Top Girls di Caryl Churchill, per la regia di Monica Nappo

  

Andato in scena al teatro Vascello di Roma, Top Girls della grande drammaturga inglese Caryl Churcill, oltre a essere uno spettacolo di indubbio spessore registico nonché attoriale, è anche una preziosa rarità per il pubblico nostrano. Nonostante sia una delle voci più eminenti del teatro della seconda metà del secolo scorso, la Churchill è stata molto trascurata in Italia. La sua opera è passata nel nostro paese in circuiti d’avanguardia, presso il Teatro 1 di Milano (che ora è chiuso) e presso la compagnia Bluemotion di Giorgina Pi o il collettivo Angelo Mai di Roma.

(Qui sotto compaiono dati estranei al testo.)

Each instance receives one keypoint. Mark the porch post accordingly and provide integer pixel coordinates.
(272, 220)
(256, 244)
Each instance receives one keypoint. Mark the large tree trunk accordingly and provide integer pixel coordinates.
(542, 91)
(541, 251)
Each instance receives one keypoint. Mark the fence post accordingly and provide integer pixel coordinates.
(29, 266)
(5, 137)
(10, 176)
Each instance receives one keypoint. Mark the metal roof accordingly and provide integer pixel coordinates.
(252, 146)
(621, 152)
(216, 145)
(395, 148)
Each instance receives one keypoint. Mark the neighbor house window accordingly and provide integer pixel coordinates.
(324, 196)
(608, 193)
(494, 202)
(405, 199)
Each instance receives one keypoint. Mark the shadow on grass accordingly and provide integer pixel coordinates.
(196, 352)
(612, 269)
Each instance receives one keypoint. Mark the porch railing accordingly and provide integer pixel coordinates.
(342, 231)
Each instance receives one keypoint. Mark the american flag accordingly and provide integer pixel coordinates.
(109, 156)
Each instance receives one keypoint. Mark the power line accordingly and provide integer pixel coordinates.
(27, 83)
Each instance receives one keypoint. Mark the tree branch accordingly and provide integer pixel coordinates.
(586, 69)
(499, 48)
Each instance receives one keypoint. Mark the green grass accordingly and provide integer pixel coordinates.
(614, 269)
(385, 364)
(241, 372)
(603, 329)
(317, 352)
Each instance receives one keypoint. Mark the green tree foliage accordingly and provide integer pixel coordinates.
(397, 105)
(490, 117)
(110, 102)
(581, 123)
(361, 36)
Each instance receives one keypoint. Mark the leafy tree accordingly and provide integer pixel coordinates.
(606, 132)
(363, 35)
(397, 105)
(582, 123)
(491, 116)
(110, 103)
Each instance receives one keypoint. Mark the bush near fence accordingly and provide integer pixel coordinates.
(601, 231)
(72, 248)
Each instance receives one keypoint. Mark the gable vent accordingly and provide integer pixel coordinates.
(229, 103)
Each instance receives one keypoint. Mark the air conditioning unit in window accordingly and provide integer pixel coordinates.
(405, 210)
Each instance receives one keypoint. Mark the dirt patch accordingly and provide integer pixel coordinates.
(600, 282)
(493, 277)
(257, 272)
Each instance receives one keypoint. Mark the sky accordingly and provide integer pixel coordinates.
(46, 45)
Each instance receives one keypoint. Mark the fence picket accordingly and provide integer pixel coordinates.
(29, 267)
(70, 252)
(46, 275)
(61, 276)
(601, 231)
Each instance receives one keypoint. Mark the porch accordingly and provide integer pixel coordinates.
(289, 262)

Mettere in scena Top Girls, prodotto, non a caso, dalla Fondazione Teatro Due di Parma è anche una scelta politica. La Churchill critica ferocemente la politica conservatrice della Thatcher, sbeffeggia il capitalismo imperante e si batte aspramente contro le disparità e le discriminazioni di classe e di genere. E’ una femminista che critica le donne in carriera che per ottenere il potere si ispirano di fatto a modelli maschili, rinunciando alla loro femminilità. Insomma, è una drammaturga scomoda.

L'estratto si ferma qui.